I know when Rapture's doing her thing. There's a hum. When I came to I followed the sound down around the corner and found her, floating in the air, glowing like a lightbulb, holding him hanging by his collar with an unseen spectral hand. "Don't kill him," I croaked.

We took him back to Dreamland Headquarters before too much of a crowd assembled. Mandy clucked over the growing bruise on my cheek. That's never happened before. The bruise, I mean. My neck was sore for a week.

For now he was a rat in a cage. We escorted him in to be interviewed by Dreamland One. He didn't try anything; he wasn't afraid of me, but he was afraid of Rapture. I don't blame him.

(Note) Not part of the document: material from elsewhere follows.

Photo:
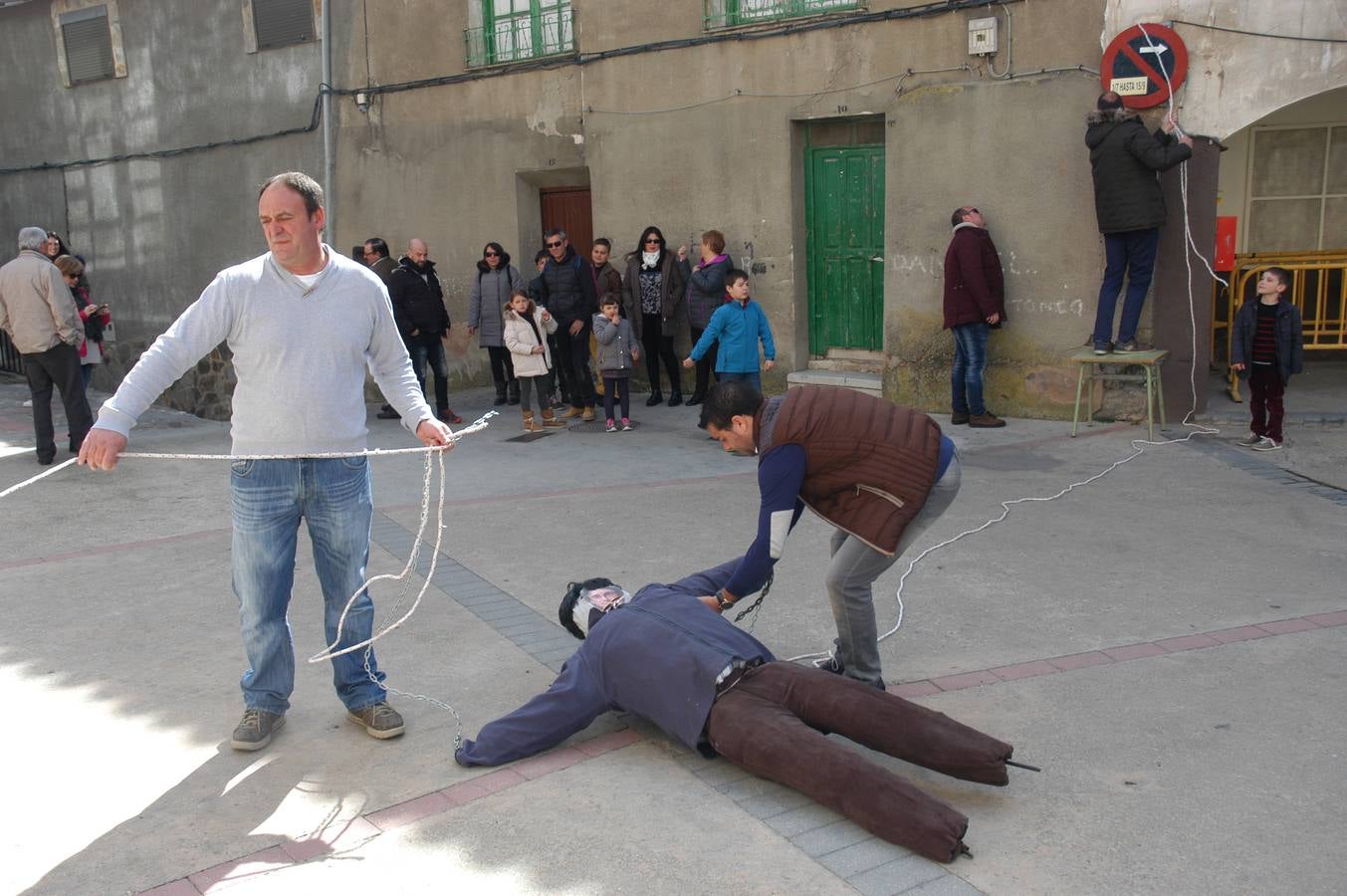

D1 kicked us out of the interview, of course. I remember my entrance interview, and that's all I'm going to say.

When he came out he understood, I think. His eyes had stopped darting from side to side, looking for threats or opportunities. He looked at me, paused for a minute, and then said, "There's stuff I need, at home."

"You can take a car from the pool, Otto has the keys. He'll give you a song and dance about insurance and what happens if you scratch the paint, but just ignore him. We go through cars like normal people go through light bulbs."

"Who'll be following me?"

"Nobody. We're kind of busy around here. There isn't even a tracking bug in the car." It was a good faith gesture. Let him go; if he comes back, he's in. The car we can afford to lose.

He calls himself Massive now. He's part of B team, with me and Rapture and the others. He even apologized for punching me, eventually. I don't know for sure that he and Rapture are doing it, but they were flirty, and then they were awkward, and now they stand too close together during briefings.

That's fine. Mandy thinks it's good for Rapture, that it might give her some tether to normalcy that was worryingly lacking before. I just don't want to be around when they fight.